A recent meta-analysis of standard v respirator (N95 or FFP) masks by the Chinese Cochrane Centre included six RCTs with a total of 9171 participants with influenza-like illnesses (including pandemic strains, seasonal influenza A or B viruses and zoonotic viruses such as avian or swine influenza). There were no statistically significant differences in their efficacy in preventing laboratory-confirmed influenza, laboratory-confirmed respiratory viral infections, laboratory-confirmed respiratory infection and influenza-like illness, but respirators appeared to protect against bacterial colonization.
CONTEXT
Concerns have been raised about the limited personal protective equipment (PPE) provided for UK primary and community care staff with some GP surgeries, pharmacies and care homes having very limited provision. We were asked to find out whether and in what circumstances standard masks are putting healthcare workers at risk of contagion compared to respirator masks. A separate review (ongoing) looks at other aspects of PPE.
BACKGROUND
COVID-19 is spread by four means: contact (direct or via a fomite); droplet infection (droplets from the respiratory tract of an infected individual during coughing or sneezing are transmitted onto a mucosal surface or conjunctiva of a susceptible individual or environmental surfaces); airborne (transmission of infectious agents in small airborne particles, particularly during procedures such as intubation); and faeco-oral.1 2 Coughing and sneezing can generate aerosol particles as well as droplets.

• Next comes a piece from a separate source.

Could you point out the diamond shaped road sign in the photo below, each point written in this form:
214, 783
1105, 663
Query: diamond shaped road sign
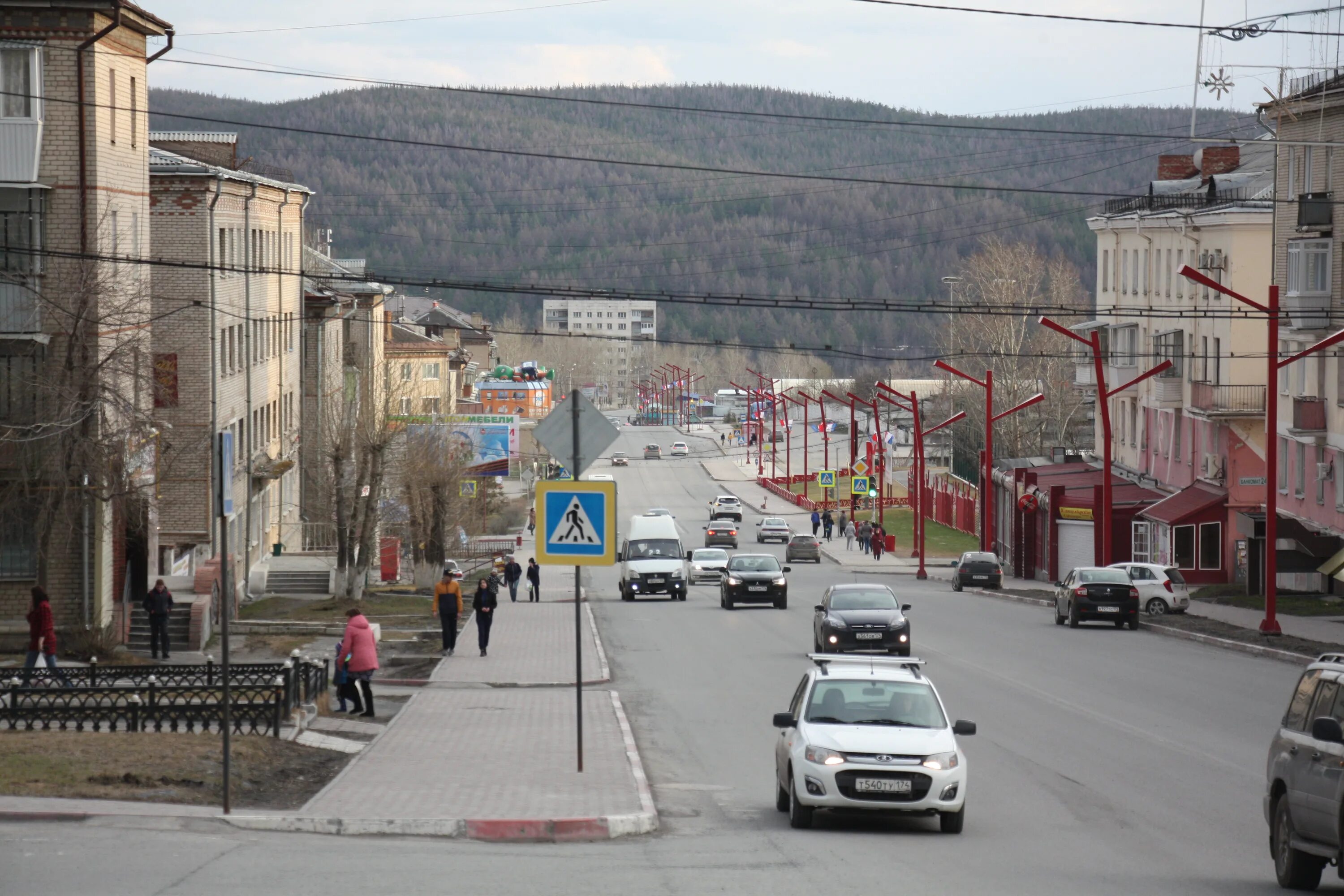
557, 433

This review considers respiratory protective measures e.g. use of face masks as PPE, to reduce droplet and airborne spread. It should be noted that in one recent laboratory study, severe acute respiratory syndrome coronavirus 2 (SARS-CoV-2, the virus that causes COVID-19) survived airborne as long as SARS COV-1 (the virus that causes SARS) when artificially aerosolised and persisted longer on some surfaces.3 This finding is relevant because it suggests that deposited particulates may become resuspended i.e. airborne, when disturbed.